1544 tr. Littleton's Tenures 68 Whan he is made abbot he is as a man personable [Littleton edd. 1481–1530 vn home ou person; ed. 1557 parsonable] in the lawe, alonly to purchase and to haue landes and tenementes..to the vse of his house, & nat to his owne proper vse. 1607 Cowell Interpr. s.v., The tenent pleaded that the wife was an alien borne in Portingall... The plaintife saith: shee was made personable by Parlament, that is, as the Ciuilians would speake it, habere personam standi in iudicio. Personable is also as much, as to be of capacitie to take any thing graunted or giuen. Ibid. s.v. Personal, The demaundant was judged personable to maintaine this action. 1660 R. Sheringham King's Suprem. vii. (1682) 68 All agreed that the King was Personable, and discharged from all attainder in the very act that he took the Kingdom upon him.

   3. = personal. Obs.

1632 Virginia Stat. (1823) I. 172 Exempted from theire personable service in the warrs.

  Hence ˈpersonableness, personal handsomeness.
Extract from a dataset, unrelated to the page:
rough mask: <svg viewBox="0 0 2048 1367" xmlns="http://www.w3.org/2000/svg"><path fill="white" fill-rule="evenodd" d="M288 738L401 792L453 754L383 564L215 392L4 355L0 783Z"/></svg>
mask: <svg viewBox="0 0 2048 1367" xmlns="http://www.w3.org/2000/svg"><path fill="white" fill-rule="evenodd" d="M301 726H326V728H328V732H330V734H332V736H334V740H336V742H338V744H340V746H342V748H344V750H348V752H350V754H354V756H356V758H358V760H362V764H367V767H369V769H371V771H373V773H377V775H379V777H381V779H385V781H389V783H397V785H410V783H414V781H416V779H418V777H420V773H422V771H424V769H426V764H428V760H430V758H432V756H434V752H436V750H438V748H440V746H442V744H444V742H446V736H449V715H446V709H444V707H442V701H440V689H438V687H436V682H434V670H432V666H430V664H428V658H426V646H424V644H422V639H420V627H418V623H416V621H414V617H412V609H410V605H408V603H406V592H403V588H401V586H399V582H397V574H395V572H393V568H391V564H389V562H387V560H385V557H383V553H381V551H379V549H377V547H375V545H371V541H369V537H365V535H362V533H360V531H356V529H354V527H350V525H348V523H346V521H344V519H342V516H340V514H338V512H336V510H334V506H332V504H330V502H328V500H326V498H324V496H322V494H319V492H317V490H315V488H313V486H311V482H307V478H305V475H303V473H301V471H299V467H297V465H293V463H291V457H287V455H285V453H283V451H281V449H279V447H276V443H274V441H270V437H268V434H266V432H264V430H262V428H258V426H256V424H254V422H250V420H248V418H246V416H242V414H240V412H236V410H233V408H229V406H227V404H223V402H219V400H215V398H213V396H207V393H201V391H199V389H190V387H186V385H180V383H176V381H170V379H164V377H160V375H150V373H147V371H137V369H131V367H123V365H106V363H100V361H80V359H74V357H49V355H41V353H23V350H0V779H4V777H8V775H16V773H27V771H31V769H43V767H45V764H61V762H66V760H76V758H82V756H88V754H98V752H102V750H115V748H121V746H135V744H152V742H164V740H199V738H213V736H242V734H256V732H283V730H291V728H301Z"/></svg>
1604 T. Wright Passions v. iv. 223 An apt figure, and personablenes of body. 1654 R. Codrington tr. Iustine i. 21 Darius besides his personableness and his vertue, was of neer relation in blood to the ancient Kings. c 1815 Jane Austen Persuasion iii, I know no other set of men but what lose something of their personableness when they cease to be quite young.